While on drugs, the user may have a heightened awareness of sound, colour or a heightened sense of well being. Let us ignore for the moment, the short or long term physical damage the drug may do to the body, but what we cannot ignore is the damage the drug does to the mind. It is interesting to note that while the new reality is heightened, it is totally personal and internal, excluding all others from its subjective effects.
Those who have attempted to write or to compose music while under the influence of drugs have found back in a normal state of body and mind that their writings ramble and the music is incoherent. What musicians have, however, found is that in the performance of their music under drugs natural inhibitions are suppressed to allow a limited form of externalising of the subjective effects of the drug.
Under drugs, full intelligence cannot operate. Logical decisions cannot be consistently derived as in normal life. The mind cannot, inform the body how to properly control its motor functions while the chemical imbalance of the drug remains in the system. This is the first essential difference from the (moderate) use of alcohol or tobacco.
Under drugs, full willpower cannot operate. The desire to carry on a normal life is suspended while under the use of the drug. The citizen under the influence of a drug is usually useless to self, to family or to society, and more often than not, is a positive danger to self and others. This is the second essential difference from the (moderate) use of alcohol or tobacco.
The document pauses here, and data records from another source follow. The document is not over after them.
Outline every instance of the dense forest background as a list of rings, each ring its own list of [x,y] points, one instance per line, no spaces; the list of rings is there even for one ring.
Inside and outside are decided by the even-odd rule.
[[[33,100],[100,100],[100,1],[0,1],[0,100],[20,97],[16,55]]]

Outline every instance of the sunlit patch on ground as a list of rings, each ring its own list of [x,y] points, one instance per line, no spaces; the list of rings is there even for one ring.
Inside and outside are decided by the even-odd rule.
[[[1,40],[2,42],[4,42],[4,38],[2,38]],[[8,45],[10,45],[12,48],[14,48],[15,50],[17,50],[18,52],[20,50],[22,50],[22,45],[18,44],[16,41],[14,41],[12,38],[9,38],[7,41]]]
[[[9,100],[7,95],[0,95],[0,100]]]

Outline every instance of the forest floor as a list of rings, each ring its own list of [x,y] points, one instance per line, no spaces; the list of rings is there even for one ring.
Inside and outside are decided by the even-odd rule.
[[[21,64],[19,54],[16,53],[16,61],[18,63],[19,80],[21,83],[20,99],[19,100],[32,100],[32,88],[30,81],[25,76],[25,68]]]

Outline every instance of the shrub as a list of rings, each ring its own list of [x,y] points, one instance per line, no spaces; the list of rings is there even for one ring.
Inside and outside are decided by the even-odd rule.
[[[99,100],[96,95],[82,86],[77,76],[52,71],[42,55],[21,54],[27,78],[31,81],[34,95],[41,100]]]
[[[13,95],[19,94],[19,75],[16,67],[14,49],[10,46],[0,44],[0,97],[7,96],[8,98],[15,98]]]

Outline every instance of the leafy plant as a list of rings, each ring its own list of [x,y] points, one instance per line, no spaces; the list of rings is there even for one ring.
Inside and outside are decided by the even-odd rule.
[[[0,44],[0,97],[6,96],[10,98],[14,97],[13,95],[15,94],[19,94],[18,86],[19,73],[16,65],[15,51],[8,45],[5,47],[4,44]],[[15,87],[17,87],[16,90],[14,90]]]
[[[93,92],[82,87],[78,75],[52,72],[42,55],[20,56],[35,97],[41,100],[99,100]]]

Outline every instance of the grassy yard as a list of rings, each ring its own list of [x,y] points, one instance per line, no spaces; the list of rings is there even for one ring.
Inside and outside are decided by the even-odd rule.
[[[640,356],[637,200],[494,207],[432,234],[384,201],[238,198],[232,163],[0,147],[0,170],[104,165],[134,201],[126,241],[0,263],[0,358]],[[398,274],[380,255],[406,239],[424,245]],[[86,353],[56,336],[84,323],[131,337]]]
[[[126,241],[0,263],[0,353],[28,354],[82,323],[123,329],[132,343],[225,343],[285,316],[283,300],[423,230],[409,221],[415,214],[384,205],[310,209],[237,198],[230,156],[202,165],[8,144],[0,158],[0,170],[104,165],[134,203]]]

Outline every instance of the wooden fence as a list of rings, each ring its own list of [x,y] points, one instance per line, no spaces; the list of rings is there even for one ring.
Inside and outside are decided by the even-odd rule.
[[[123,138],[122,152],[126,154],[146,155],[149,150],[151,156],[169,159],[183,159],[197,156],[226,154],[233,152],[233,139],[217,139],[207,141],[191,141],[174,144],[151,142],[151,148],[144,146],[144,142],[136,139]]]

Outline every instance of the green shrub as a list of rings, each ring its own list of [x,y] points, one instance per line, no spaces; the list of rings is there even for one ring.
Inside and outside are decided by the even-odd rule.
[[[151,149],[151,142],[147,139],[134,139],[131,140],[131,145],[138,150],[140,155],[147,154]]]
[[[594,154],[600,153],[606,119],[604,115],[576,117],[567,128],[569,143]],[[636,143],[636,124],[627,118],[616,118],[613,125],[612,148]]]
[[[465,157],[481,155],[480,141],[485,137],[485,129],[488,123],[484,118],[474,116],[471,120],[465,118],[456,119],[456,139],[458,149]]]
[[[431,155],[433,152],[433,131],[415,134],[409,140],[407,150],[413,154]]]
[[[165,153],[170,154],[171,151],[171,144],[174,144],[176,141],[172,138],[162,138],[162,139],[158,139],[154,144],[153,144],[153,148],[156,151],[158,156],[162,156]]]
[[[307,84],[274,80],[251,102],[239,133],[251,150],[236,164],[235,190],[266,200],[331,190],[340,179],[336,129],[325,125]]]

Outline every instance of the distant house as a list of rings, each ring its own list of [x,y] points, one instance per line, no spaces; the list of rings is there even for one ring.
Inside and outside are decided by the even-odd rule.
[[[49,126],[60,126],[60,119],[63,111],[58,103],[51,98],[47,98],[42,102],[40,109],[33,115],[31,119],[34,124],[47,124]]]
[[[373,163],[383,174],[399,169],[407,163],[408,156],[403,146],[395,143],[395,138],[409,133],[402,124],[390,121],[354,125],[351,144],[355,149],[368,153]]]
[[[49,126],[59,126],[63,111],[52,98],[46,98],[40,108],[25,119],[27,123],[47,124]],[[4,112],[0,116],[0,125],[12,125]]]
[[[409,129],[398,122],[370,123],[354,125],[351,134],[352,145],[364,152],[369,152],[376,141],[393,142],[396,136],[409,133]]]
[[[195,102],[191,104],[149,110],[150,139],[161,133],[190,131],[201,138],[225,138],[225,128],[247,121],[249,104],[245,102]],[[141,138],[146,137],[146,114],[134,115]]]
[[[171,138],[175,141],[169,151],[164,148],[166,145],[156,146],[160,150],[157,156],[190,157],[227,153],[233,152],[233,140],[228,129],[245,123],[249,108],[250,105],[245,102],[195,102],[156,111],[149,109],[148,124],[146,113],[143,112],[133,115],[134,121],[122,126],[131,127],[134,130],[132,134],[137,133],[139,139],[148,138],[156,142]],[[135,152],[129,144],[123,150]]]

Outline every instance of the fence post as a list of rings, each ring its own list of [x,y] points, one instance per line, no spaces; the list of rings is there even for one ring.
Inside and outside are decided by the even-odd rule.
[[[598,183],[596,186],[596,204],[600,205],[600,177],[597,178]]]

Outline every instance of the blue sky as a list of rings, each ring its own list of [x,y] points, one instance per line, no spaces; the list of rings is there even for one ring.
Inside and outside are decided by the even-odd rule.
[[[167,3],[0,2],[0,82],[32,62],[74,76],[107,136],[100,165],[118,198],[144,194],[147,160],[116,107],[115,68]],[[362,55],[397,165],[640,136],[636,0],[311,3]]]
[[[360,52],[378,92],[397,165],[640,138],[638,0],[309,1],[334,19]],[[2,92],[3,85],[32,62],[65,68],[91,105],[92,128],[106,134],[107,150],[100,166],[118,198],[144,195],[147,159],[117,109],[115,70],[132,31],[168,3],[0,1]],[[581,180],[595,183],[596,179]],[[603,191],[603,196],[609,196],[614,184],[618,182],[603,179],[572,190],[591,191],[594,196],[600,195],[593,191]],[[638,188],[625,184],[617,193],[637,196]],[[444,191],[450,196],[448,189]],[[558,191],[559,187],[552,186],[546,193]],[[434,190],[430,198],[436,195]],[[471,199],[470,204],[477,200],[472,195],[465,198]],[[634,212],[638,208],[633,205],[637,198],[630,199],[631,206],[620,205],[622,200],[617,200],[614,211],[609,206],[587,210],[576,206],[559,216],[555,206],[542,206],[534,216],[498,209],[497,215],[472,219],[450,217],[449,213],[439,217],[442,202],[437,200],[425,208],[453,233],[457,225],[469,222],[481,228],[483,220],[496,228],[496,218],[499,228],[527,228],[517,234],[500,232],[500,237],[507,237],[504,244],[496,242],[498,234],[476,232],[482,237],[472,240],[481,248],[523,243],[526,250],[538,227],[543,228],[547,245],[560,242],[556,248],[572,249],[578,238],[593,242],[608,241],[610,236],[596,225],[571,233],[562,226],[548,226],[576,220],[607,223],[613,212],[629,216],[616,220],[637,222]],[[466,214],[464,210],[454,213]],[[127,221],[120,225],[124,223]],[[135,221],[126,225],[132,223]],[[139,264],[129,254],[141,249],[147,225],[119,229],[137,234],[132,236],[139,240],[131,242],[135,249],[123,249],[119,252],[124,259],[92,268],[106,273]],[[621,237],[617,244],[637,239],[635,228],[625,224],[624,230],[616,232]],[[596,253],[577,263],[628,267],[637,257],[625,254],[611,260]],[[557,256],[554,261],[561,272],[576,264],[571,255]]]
We should not legalise drugs simply to deprive the bosses of crime of drug related income. They will only find some other source of funds as they consistently do and our existing laws if applied can confiscate such funds. We should not legalise drugs to boost VAT and excise revenues from a legalised controlling of their sale. The physical and mental well being of the broad spectrum of our citizens is far more important than a new source of tax revenues. Yours, etc., PhB MA, Crodaun, Celbridge, Co Kildare.